当時の私からすれば、美術なんぞは図書館通いの根暗野郎が好んでやるようなイジイジとした内向的で弱々しいものだという認識でございましたから、二重に驚いたものです。自分のような人間にも向く世界というものがあるのか、それになんと美術というのは職業としての幅があり、なるほど、デザインというものが世の中にあるのか!なんとなくかっこいい!ということで予備校に通い始め現役受験はデザイン科で受けたのでした。

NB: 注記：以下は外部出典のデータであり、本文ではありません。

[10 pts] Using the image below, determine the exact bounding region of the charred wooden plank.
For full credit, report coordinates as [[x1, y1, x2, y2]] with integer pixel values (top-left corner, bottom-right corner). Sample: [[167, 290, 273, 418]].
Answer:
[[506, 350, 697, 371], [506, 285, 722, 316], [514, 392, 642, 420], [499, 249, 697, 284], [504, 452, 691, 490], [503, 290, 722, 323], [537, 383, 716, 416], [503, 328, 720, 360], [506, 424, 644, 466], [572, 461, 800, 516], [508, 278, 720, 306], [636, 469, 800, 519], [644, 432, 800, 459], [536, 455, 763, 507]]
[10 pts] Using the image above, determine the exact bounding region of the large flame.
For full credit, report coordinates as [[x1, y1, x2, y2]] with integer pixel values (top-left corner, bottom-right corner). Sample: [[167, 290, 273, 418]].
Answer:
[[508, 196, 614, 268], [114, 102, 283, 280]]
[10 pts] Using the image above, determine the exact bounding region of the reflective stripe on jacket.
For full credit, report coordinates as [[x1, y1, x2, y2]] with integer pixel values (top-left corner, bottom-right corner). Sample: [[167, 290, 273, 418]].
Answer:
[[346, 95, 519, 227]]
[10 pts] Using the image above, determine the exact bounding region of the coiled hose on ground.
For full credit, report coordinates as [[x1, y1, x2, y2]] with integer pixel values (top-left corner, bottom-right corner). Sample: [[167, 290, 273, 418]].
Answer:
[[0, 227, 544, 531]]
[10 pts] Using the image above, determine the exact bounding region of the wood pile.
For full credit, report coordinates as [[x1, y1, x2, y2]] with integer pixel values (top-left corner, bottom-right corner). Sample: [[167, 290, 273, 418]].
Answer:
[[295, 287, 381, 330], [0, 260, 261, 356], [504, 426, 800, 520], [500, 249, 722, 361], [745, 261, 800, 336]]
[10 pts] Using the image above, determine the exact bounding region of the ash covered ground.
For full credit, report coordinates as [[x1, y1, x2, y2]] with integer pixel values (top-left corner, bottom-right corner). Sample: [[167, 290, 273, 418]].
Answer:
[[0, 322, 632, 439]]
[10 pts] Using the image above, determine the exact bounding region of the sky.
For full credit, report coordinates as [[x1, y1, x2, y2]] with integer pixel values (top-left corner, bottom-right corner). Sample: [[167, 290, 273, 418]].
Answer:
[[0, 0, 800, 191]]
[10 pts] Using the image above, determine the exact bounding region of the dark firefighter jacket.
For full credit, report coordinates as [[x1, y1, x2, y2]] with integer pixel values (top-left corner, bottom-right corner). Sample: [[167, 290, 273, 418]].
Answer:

ここから2007年に東京藝術大学の工芸科に入るまで4年間の浪人生活を経るわけですが、一浪目の夏にどこぞの美術館で徳川家の姫君の嫁入り道具として漆塗りの豪華な化粧箱のようなものを目にしたのがきっかけで工芸科に転身しました。当時はデザインというものが一体なんなのか、絵を描くということは一体なんなのか自分でも全くわからず、また自分には才能がないのではないかと思い悩んでいた時期でもありました。そうした中で、厳然と佇む歴史の重み、実感、豪奢なその世界観に惚れ込み、工芸科に入ったのです。

工芸科は常にデザイン・工芸としてセットで扱われ、デザイン科に比べ人数も少なく地味な人がほとんどでございましたが、そんなことは一向に構わずいつしかデッサンと彩色と立体制作の深淵にどっぷりとハマっていったのでございます。

はてさて長くなりました。一気に書ききってしまいたいところですが、他の作業もありますし今日のところはこれまでということで、御開きにさせていただきたいと思います。

それでは、「橋本仁 Artの馴れ初め」如何でございましたでしょうか。次回は「橋本仁…」お題は書き終わってから考えます。